Une équipe dont le pipeline fait référence à des noms de ressources et des points de terminaison spécifiques à AWS ne peut pas basculer vers Azure ; elle peut redéployer, mais il s’agit d’un projet de migration sous pression, pas de résilience. Sans portabilité, le multicloud n’est que de la poudre aux yeux. 

Par où commencer

La portabilité n’est pas une migration ponctuelle. C’est une posture architecturale que les équipes doivent maintenir de manière cohérente. Concrètement, cela signifie :

  • Conserver la configuration des applications dans un fichier YAML sous contrôle de version plutôt que dans les tableaux de bord des fournisseurs.
  • Éviter les services gérés sans voie de sortie standard, sauf si le compromis est délibéré et documenté.
  • Considérer le choix du fournisseur et de la région comme des décisions opérationnelles, et non architecturales
  • Vérifier que les charges de travail peuvent réellement être déplacées, et ne pas se contenter de supposer qu’elles le peuvent.

L'objectif n'est pas une intégration zéro avec les fournisseurs de cloud. C'est une intégration contrôlée, où le coût du déplacement est suffisamment bas pour que le choix du fournisseur reste un véritable choix.


 

Foire aux questions (FAQ)

Quelle est la différence entre la portabilité cloud et le multicloud ?

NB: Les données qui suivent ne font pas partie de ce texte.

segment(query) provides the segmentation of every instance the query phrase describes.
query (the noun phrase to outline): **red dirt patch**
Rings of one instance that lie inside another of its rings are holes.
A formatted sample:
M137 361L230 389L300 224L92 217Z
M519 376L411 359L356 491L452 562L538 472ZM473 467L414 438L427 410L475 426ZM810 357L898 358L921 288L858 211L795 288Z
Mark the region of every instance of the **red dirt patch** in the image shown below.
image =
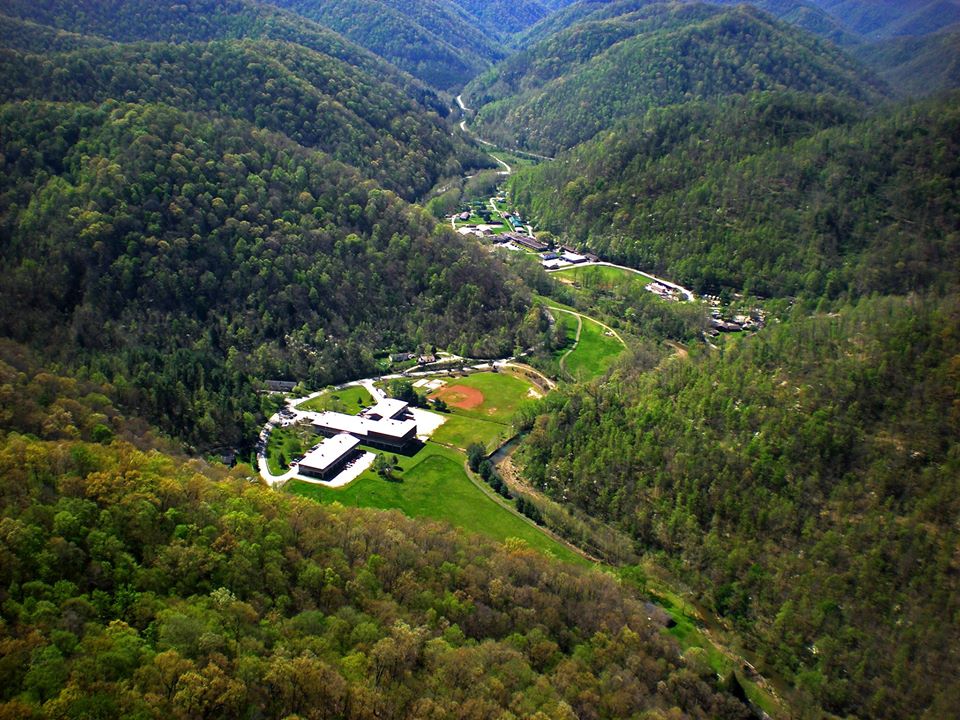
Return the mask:
M434 398L461 410L473 410L483 404L483 393L466 385L445 385L430 396L431 400Z

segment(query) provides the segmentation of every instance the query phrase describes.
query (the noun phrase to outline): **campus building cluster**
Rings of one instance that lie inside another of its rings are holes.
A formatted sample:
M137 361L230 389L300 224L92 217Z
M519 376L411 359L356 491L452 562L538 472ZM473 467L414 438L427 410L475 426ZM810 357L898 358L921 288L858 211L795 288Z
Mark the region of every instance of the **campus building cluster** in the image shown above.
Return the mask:
M298 474L329 480L360 454L360 445L405 452L417 440L417 421L402 400L385 398L359 415L318 413L313 429L324 440L314 445L298 465Z

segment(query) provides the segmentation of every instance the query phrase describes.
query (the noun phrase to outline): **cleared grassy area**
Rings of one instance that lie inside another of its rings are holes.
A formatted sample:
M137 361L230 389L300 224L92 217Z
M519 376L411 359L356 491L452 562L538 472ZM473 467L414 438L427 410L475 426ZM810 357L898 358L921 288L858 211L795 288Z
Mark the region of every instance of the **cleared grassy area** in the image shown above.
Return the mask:
M529 382L509 372L483 372L462 378L451 378L443 390L461 385L483 393L483 402L473 408L450 406L452 413L479 420L507 424L521 404L530 399ZM448 401L449 403L449 401Z
M433 433L433 440L466 451L470 443L483 443L493 451L513 434L509 425L464 417L456 413L444 413L446 422Z
M623 343L593 320L583 318L580 342L564 361L567 372L577 380L591 380L604 373L623 352Z
M555 313L554 317L556 318L557 325L563 328L563 334L567 340L563 347L553 351L554 359L559 361L560 358L567 354L567 350L572 348L573 343L577 340L577 317L560 312Z
M303 454L303 451L310 447L309 441L315 438L316 435L309 429L275 428L267 441L267 467L270 468L270 472L274 475L283 475L287 471L287 464L293 458ZM281 456L285 463L283 465L280 464Z
M653 282L648 277L623 270L622 268L607 267L606 265L588 265L586 267L572 267L551 273L558 278L567 278L583 287L598 290L613 290L623 283L637 283L645 287Z
M587 561L487 497L464 470L464 455L428 442L413 457L399 457L396 481L365 472L345 488L291 481L286 489L319 502L397 509L411 517L429 517L494 540L520 538L531 547L567 562Z
M351 385L341 390L328 390L315 398L300 403L297 405L297 409L313 410L314 412L333 410L347 415L358 415L361 410L372 404L373 398L363 385Z

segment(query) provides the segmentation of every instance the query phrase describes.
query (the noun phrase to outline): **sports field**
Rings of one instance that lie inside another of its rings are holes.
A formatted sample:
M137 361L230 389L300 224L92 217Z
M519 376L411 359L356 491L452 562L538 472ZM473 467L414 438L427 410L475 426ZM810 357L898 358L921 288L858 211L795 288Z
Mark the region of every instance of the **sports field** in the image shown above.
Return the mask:
M451 378L430 395L464 417L507 424L521 404L531 399L531 385L510 372L482 372Z
M481 443L488 452L492 452L513 434L513 428L503 423L464 417L453 412L443 415L446 419L434 431L432 439L463 451L471 443Z

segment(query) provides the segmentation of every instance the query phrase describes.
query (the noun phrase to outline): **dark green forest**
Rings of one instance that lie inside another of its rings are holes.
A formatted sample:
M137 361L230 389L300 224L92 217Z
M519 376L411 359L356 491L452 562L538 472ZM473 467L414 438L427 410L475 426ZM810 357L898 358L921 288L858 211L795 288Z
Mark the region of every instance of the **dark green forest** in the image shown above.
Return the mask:
M257 378L356 377L393 343L513 347L519 281L281 136L116 102L8 104L0 124L3 333L194 444L255 437Z
M466 94L482 135L552 155L654 107L782 89L865 103L886 92L832 45L748 6L664 3L551 36Z
M523 34L523 47L585 21L609 20L662 4L664 0L585 0L550 14ZM738 0L713 0L710 5L741 5ZM778 20L790 23L840 46L856 45L860 38L841 24L841 18L815 7L806 0L756 0L750 5Z
M0 720L954 716L958 8L7 0ZM761 322L409 204L501 191ZM560 378L465 469L622 581L214 462L434 347Z
M512 180L542 227L702 291L956 285L957 96L864 117L761 94L654 110Z
M609 575L112 439L109 387L0 357L0 717L749 716Z
M275 130L408 200L474 157L389 83L302 45L128 44L65 55L0 53L0 99L160 102Z
M495 25L452 0L271 0L389 60L433 87L452 90L502 60Z
M294 43L389 82L427 108L441 113L447 111L446 105L432 90L373 53L315 22L256 0L191 0L188 4L150 0L109 3L100 0L6 0L4 14L21 22L124 43L243 38ZM0 25L0 28L9 29L13 34L12 37L2 37L4 47L22 47L16 24ZM53 40L59 35L47 37ZM38 53L53 49L42 42L43 38L38 36L36 45L23 49Z
M522 460L628 532L801 698L956 707L960 306L873 298L542 401Z

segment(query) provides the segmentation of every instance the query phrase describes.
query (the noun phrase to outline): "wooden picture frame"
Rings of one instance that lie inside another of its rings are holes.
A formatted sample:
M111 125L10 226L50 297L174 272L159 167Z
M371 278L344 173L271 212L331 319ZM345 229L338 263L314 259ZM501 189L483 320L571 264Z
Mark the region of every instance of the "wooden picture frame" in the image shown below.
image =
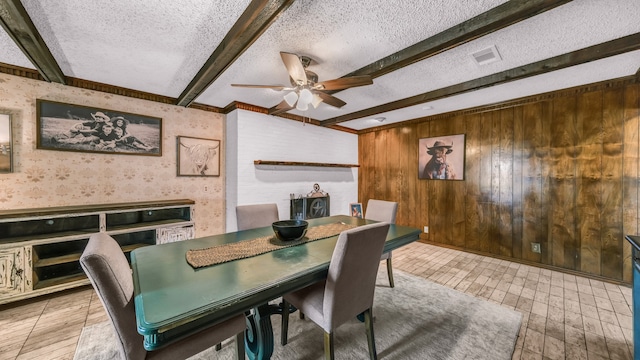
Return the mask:
M349 214L353 217L357 217L362 219L362 203L351 203L349 204Z
M162 119L36 100L36 148L162 156Z
M11 115L0 114L0 173L13 172Z
M418 142L418 179L464 180L465 134L435 136Z
M220 176L220 140L178 136L178 176Z

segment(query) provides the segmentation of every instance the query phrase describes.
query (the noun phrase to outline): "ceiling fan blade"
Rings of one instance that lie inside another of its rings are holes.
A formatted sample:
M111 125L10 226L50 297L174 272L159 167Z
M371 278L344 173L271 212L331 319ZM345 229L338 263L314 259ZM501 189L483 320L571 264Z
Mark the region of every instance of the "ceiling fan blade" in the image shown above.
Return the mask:
M291 76L293 81L298 85L306 85L307 73L305 73L304 66L302 66L302 62L298 55L281 51L280 57L282 57L282 62L287 68L289 76Z
M258 88L258 89L272 89L275 91L282 91L285 89L289 89L292 90L289 87L286 86L282 86L282 85L247 85L247 84L231 84L231 86L235 86L235 87L245 87L245 88Z
M322 91L315 91L314 94L317 94L318 96L320 96L320 98L322 99L322 101L324 101L327 105L331 105L337 108L341 108L345 105L347 105L346 102L338 99L337 97L333 96L333 95L329 95L327 93L323 93Z
M373 84L373 80L370 75L360 75L321 81L316 83L314 87L318 90L342 90L371 84Z

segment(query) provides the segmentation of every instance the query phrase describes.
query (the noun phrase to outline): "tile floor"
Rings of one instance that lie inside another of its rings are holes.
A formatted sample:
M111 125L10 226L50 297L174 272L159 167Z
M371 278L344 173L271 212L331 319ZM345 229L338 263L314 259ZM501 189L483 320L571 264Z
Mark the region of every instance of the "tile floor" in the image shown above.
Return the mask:
M393 264L521 312L513 359L633 358L629 287L421 243L394 251ZM2 305L0 360L72 359L82 328L101 321L88 287Z

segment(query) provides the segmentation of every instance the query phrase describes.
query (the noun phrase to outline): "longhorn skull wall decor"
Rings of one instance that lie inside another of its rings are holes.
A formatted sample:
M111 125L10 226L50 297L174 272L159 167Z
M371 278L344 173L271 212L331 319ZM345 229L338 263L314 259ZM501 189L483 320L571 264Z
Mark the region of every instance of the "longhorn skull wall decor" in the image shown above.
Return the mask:
M220 140L178 136L178 176L220 176Z

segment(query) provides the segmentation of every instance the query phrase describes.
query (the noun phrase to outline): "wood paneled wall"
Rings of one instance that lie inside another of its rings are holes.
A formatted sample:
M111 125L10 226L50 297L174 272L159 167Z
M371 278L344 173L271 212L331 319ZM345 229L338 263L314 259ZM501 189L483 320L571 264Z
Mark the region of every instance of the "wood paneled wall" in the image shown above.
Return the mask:
M362 131L359 199L429 242L630 283L639 99L630 77ZM464 181L419 180L418 140L462 133Z

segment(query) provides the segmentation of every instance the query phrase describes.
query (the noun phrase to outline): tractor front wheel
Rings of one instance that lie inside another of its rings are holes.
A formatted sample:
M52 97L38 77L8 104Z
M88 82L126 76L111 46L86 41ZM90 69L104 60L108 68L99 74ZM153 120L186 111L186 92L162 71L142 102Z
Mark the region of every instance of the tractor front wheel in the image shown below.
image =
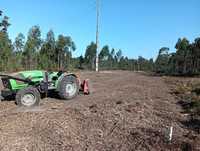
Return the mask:
M16 94L16 103L19 106L32 107L39 105L40 92L34 87L19 90Z

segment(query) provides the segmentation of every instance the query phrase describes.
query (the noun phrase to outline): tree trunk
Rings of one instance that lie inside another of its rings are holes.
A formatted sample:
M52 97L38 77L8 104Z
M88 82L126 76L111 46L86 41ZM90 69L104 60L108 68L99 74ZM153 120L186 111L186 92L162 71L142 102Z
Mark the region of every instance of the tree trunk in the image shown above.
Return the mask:
M187 62L184 60L183 74L187 73Z
M59 70L59 68L60 68L60 59L59 59L59 53L58 53L58 70Z

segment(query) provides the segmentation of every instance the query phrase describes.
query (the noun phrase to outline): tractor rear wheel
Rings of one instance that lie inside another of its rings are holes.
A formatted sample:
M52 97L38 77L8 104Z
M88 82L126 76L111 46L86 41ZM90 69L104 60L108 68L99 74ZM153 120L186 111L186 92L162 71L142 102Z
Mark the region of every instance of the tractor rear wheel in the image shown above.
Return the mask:
M34 87L19 90L16 94L16 103L19 106L32 107L39 105L40 92Z
M59 96L62 99L69 100L77 96L79 92L79 83L75 76L66 76L60 82Z

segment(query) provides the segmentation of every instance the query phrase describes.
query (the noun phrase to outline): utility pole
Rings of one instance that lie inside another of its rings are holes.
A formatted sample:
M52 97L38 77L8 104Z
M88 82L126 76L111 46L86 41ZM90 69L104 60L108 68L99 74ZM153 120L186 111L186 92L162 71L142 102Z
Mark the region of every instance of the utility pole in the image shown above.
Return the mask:
M96 0L97 23L96 23L96 72L99 71L99 1Z

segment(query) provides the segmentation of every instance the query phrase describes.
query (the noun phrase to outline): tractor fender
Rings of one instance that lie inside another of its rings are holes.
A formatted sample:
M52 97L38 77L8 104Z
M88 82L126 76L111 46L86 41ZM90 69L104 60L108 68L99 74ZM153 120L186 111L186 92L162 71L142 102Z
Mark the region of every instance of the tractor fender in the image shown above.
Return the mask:
M78 76L74 73L63 73L58 80L56 81L56 91L59 91L60 89L60 85L61 85L61 81L63 80L63 78L67 77L67 76L74 76L77 78L78 80Z

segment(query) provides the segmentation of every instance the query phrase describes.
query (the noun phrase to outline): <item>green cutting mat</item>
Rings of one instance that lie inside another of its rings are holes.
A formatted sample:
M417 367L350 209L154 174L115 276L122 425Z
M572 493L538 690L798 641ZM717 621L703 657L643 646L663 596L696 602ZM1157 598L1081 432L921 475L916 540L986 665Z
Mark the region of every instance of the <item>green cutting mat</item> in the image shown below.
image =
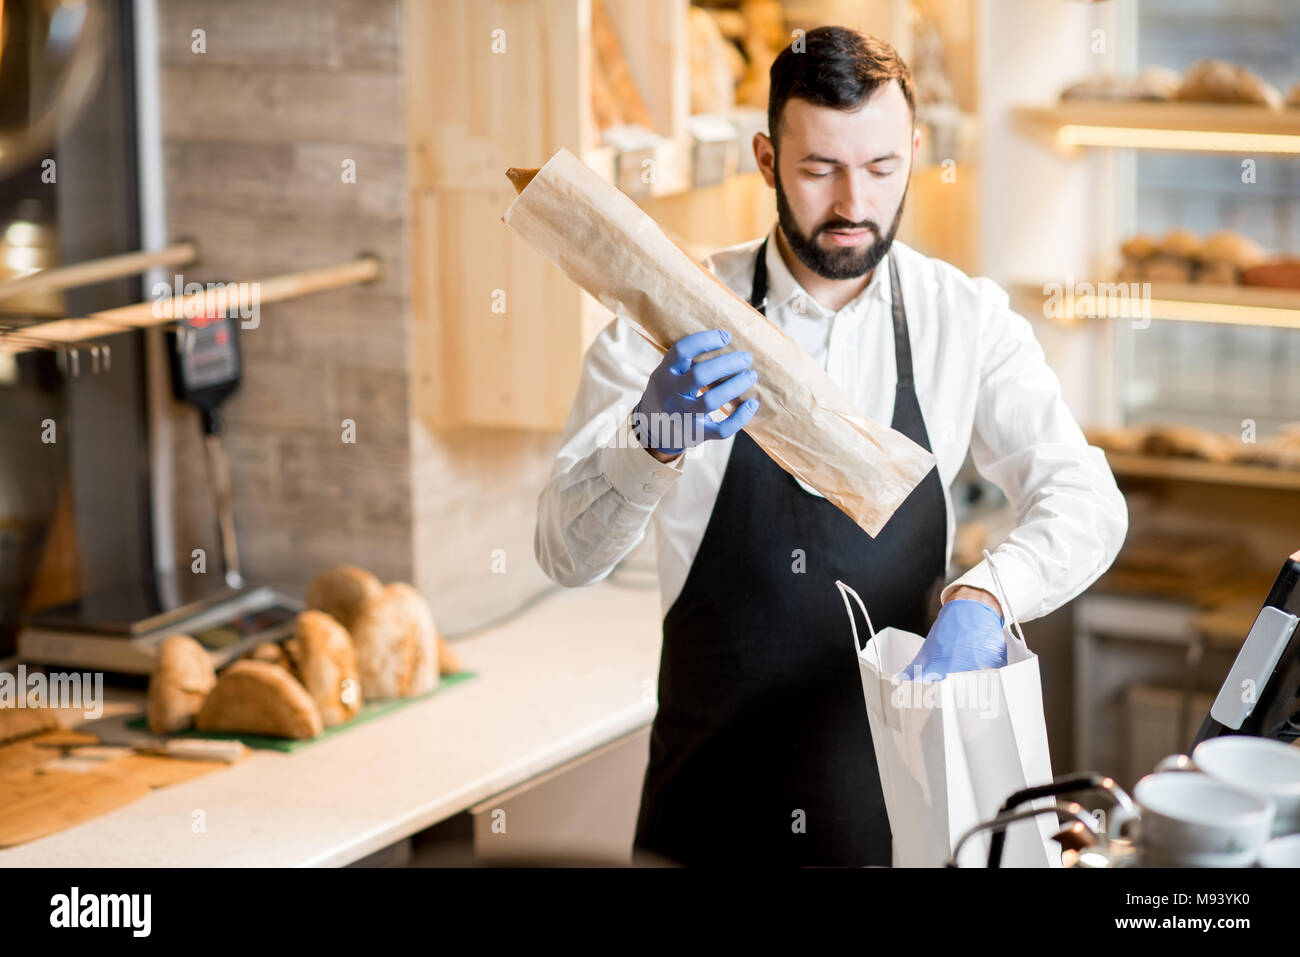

Le multicloud consiste à exécuter des charges de travail chez plusieurs fournisseurs. La portabilité du cloud signifie que les charges de travail peuvent passer d’un fournisseur à l’autre sans avoir à reconstruire les pipelines ni à réécrire les configurations. Une équipe peut être multicloud tout en étant complètement verrouillée chez un fournisseur. La portabilité concerne la facilité de déplacement, pas le nombre de fournisseurs.

Qu'est-ce qu'une infrastructure portable dans le cloud implique concrètement ?

Quatre conditions doivent être remplies : la configuration de déploiement réside dans des fichiers sous contrôle de version plutôt que dans le tableau de bord d’un fournisseur ; ton pipeline décrit ce dont l’application a besoin, et non où elle s’exécute ; la sélection du fournisseur et de la région est gérée au niveau de la plateforme ; et les données sont stockées dans des formats pouvant être migrés sans projet sur mesure.

Comment la portabilité cloud facilite-t-elle la conformité en matière de résidence des données ?

Sans portabilité, respecter des réglementations comme le RGPD dans différentes régions implique généralement de maintenir des pipelines distincts par zone géographique. Un modèle portable permet aux équipes de déployer chez des fournisseurs spécifiques à une région en utilisant la même configuration et le même processus ; lorsque la région change, le processus reste le même.

Faut-il créer une plateforme interne pour la portabilité ou en adopter une ?

La création d’une plateforme interne te donne le contrôle, mais entraîne une obligation de maintenance permanente. Chaque nouvelle exigence des fournisseurs devient un projet d’ingénierie, et tes ingénieurs les plus expérimentés finissent par gérer l’infrastructure au lieu de livrer le produit. Une plateforme adoptée absorbe ce coût de par sa conception.